I’m helping a student prepare for her (high level) IB Chinese test. I wonder if any of you, experienced teachers or learners could recommend to us some online text resources for this purpose.
I’m also helping a student with her college level Chinese. We finished the Integrated Chinese Level 2. I wonder what textbook should we adopt to continue her Chinese after that?
For beginner’s level I thought Yong Ho’s two books (Beginner’s Chinese, Intermediate Chinese) were great. I really liked his explanations of the grammar, and the vocabulary is more practical than in most other books I’ve seen. It is fully aimed self-learners too.
For intermediate level I used ‘Helen and David in China’, like Ho’s books they focus on practicality. Can be used by self-learners too.
After David & Helen I went through the ‘Short-term Spoken Chinese’ series by BLCUP, which covered a huge amount of vocabulary and detailed grammar. I used the first four books just to revise and add more vocabulary, and the later books to advance.
I decided to not start my studies with the ‘Short-term’ books because the grammar explanations are far too academic, short and unclear for the average learner, especially self-learners.
However, these ‘Short-term’ books are great books to get into though once you know intermediate Mandarin already, to add a broader vocabulary and learn a lot of grammatical details.
For advanced level I also used any readers I could find and afford, at this stage things are mostly about building vocabulary. Favorite advanced books: ‘Advanced Reader of Contemporary Chinese Short Stories’ by Wang & Reed, and ‘Common Knowledge About: chinese culture, geography, history’ (3 books).
I agree that New Practical Chinese Reader is not as good as it seems. I suspect that many overseas universities use it as the staff is often from mainland China and they probably push it. The reality is that the dialogues are incredibly boring and there’s a lot of really strange vocab for beginners. Above not enough really high-frequency grammar. I went to China just on holiday and felt that I needed to find a dormitory somewhere so that I’d have a familiar word to use.
I really recommend Practical Audio-Visual Chinese. It comes in 4 hefty tomes with about 20 vcd’s. All the dialogues are acted out and far better than the boring actors in NPCR.
Also the grammar explanations are far more detailed than NPCR… only thing is it’s published in Taiwan.
Robert would you still happen to have those VCD’s? I’ve been searching for PAVC Volume 3 videos for some time now but to no avail.

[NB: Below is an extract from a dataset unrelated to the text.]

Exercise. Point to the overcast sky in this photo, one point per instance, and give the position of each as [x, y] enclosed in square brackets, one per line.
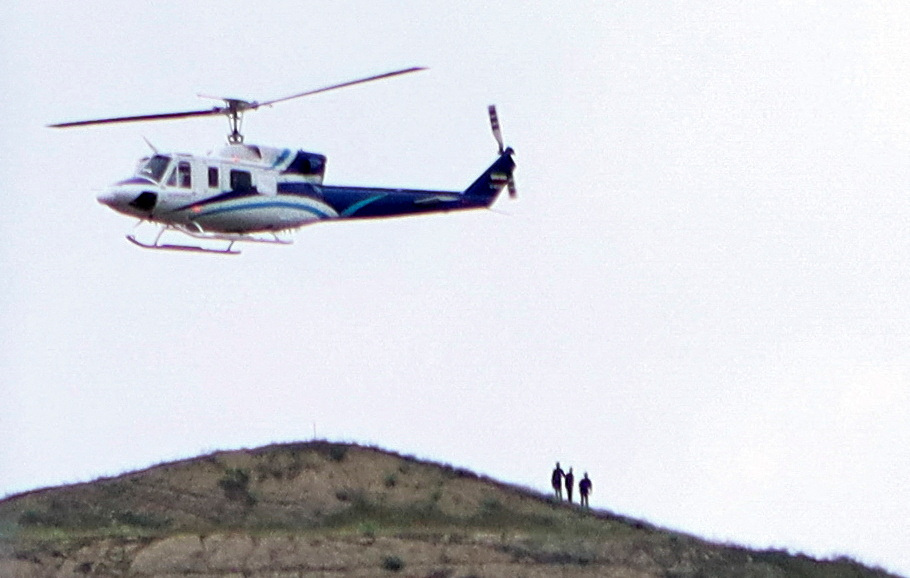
[700, 296]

I know almost nothing about Chinese text books, but I’m looking for someone who might be interested in some old Chinese texts that I came across. Examples: Chinese Language Lessons, California College in China Foundation, 1943;Current Chinese Readings, 1950; Pictorial Chinese-Japanese Characters – a new and fascinating method to learn ideographs, 1954. Do you have any interest in these or know of anyone who might? Many thanks.